Pero aquí hay otros furores y otros espectáculos. Toda Europa pasa al Asia por un camino inundado con la sangre de los judíos, que se degüellan para no caer en el hierro de sus enemigos. Esta epidemia despobló la mitad del mundo habitado: reyes, pontífices, mujeres, niños y ancianos se rindieron al vértigo sagrado que hizo que innumerables naciones se degollaran durante dos siglos sobre la tumba de un Dios de paz. Fue entonces cuando vimos oráculos mentirosos y ermitaños belicosos; monarcas en los púlpitos y prelados en los campamentos; todos los estados perdidos a manos de una gentuza insensata; montañas y mares atravesados; posesiones legítimas abandonadas para volar a conquistas que ya no eran la tierra prometida; la moral corrompida bajo un cielo extranjero; príncipes, después de haber despojado sus reinos para recomprar un país que nunca les había pertenecido, terminaron de arruinarlos para su rescate personal; miles de soldados perdidos bajo varios jefes, sin reconocer a ninguno de ellos, apresurando su derrota con la deserción; y esta enfermedad sólo terminó por dar paso a un contagio aún más horrible.
El mismo espíritu de fanatismo alimentó la furia de las conquistas lejanas: apenas Europa reparó sus pérdidas, el descubrimiento de un nuevo mundo aceleró la ruina del nuestro. África y Europa se agotaron en vano para repoblarlo; enervada la especie por el veneno del oro y del placer, el mundo se encontró desierto, y amenazado de estarlo cada día más por las continuas guerras encendidas en nuestro continente por la ambición de extenderse a esas islas extranjeras.
Contemos ahora los millares de esclavos que el fanatismo hizo, ya en Asia, donde la falta de circuncisión era una mancha de infamia; ya en África, donde el nombre de cristiano era un crimen; ya en América, donde el pretexto del bautismo sofocaba la humanidad. Contemos los millares de hombres que hemos visto perecer en la horca en siglos de persecución, o en guerras civiles a manos de sus conciudadanos, o por sus propias manos por excesiva maceración. Recorramos la faz de la tierra, y después de ver a simple vista tantos estandartes desplegados en nombre de la religión, en España contra los moros, en Francia contra los turcos, en Hungría contra los tártaros; tantas órdenes militares fundadas para convertir a los infieles con la espada, degollándose unos a otros al pie del altar que supuestamente defendían, apartemos la vista de este espantoso tribunal levantado sobre los cadáveres de los inocentes y los desgraciados para juzgar a los vivos como Dios juzgará a los muertos, pero con una balanza muy distinta.
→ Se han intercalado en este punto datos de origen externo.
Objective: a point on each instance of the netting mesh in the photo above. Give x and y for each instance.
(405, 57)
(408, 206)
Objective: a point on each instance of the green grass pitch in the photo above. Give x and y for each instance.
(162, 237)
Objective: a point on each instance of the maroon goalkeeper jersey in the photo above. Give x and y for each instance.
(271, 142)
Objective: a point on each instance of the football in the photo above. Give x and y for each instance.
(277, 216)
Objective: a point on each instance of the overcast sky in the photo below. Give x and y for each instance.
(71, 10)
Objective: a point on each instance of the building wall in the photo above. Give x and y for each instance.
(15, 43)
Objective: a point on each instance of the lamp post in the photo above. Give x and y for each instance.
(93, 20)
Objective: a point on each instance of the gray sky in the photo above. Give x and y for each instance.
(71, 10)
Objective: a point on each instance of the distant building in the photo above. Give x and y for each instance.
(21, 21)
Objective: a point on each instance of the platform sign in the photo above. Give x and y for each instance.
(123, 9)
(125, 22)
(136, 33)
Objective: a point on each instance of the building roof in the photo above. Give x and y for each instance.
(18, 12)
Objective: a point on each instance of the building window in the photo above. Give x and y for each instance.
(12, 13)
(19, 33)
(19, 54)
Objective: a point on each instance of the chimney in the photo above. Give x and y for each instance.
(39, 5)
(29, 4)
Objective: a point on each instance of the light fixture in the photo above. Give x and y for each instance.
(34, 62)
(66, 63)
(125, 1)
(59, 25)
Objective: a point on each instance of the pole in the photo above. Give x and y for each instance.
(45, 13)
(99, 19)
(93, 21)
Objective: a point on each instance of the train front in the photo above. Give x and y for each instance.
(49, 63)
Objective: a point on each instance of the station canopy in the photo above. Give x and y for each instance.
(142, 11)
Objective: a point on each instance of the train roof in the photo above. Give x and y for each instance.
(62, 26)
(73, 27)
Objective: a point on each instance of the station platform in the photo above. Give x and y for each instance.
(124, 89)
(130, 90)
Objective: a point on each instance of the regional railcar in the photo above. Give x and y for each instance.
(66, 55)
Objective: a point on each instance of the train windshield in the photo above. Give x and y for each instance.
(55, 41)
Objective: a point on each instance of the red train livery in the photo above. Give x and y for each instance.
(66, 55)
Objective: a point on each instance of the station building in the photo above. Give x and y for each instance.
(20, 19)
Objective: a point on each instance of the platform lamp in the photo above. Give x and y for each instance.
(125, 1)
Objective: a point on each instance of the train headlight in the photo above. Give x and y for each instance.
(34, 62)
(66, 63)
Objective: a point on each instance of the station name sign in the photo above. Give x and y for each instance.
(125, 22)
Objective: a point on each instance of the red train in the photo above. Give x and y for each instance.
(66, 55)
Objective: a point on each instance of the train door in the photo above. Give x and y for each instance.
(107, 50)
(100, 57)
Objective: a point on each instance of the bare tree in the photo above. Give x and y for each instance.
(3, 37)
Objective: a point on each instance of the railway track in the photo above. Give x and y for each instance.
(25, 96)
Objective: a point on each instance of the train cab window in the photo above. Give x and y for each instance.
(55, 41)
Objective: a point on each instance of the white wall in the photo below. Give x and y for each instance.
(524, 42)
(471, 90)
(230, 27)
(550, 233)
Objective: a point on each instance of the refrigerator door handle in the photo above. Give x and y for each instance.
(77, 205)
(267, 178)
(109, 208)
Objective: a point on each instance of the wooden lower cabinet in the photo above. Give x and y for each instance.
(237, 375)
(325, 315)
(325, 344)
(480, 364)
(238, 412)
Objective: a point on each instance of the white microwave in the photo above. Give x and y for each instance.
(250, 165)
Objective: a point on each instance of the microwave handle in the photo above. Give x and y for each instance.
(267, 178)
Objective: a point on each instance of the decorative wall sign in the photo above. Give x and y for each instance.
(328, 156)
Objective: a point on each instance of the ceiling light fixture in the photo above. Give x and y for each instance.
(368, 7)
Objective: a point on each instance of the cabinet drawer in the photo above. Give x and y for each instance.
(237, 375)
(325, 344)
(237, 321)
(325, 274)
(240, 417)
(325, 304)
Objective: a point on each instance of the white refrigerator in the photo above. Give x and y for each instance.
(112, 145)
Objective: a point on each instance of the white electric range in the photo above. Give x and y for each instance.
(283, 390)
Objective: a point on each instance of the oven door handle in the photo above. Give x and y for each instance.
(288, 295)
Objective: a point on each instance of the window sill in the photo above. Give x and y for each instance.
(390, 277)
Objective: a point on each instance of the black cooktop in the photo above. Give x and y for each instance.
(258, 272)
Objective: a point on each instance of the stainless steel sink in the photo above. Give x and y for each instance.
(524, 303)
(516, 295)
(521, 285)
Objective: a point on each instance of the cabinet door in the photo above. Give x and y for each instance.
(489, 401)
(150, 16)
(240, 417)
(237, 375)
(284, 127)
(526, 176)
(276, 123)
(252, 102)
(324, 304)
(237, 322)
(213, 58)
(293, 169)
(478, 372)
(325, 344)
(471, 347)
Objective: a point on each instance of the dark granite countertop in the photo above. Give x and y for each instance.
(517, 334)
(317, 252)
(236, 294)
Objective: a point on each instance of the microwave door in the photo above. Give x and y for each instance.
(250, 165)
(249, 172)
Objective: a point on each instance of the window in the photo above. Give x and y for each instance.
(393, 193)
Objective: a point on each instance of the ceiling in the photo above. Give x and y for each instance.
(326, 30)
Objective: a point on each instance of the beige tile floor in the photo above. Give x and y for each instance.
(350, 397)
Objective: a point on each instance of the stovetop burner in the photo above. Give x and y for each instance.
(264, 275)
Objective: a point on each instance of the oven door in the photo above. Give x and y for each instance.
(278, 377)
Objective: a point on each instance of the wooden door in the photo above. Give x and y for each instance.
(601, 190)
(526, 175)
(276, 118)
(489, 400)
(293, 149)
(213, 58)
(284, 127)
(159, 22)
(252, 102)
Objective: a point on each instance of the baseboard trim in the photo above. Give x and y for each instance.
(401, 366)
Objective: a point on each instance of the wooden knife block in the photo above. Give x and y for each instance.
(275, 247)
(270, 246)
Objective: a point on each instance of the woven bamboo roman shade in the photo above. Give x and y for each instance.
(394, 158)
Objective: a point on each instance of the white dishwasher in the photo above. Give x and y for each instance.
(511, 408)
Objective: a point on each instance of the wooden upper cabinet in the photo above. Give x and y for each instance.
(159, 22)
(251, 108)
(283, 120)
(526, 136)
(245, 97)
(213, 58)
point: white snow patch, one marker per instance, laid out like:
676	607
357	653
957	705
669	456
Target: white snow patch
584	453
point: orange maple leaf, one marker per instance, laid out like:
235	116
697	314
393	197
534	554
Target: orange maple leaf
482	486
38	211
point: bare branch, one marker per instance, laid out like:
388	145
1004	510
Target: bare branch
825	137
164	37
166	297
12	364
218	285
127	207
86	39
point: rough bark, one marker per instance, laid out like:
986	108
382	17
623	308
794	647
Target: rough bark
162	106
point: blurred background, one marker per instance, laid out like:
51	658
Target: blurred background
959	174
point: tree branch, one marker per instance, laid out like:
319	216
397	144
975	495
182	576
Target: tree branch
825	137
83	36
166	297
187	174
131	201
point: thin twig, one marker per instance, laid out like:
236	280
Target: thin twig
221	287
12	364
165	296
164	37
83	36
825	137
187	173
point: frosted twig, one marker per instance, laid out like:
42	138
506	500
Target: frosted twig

En una palabra, todos los horrores de quince siglos repetidos varias veces en uno solo, pueblos indefensos masacrados al pie de los altares, reyes apuñalados o envenenados, un vasto Estado reducido a la mitad de su tamaño por sus propios ciudadanos, la nación más belicosa y pacífica dividida de sí misma, la espada desenvainada entre hijo y padre, usurpadores, tiranos, verdugos, parricidas y sacrílegos, violando todas las convenciones divinas y humanas con un espíritu religioso: esta es la historia del fanatismo y de sus hazañas.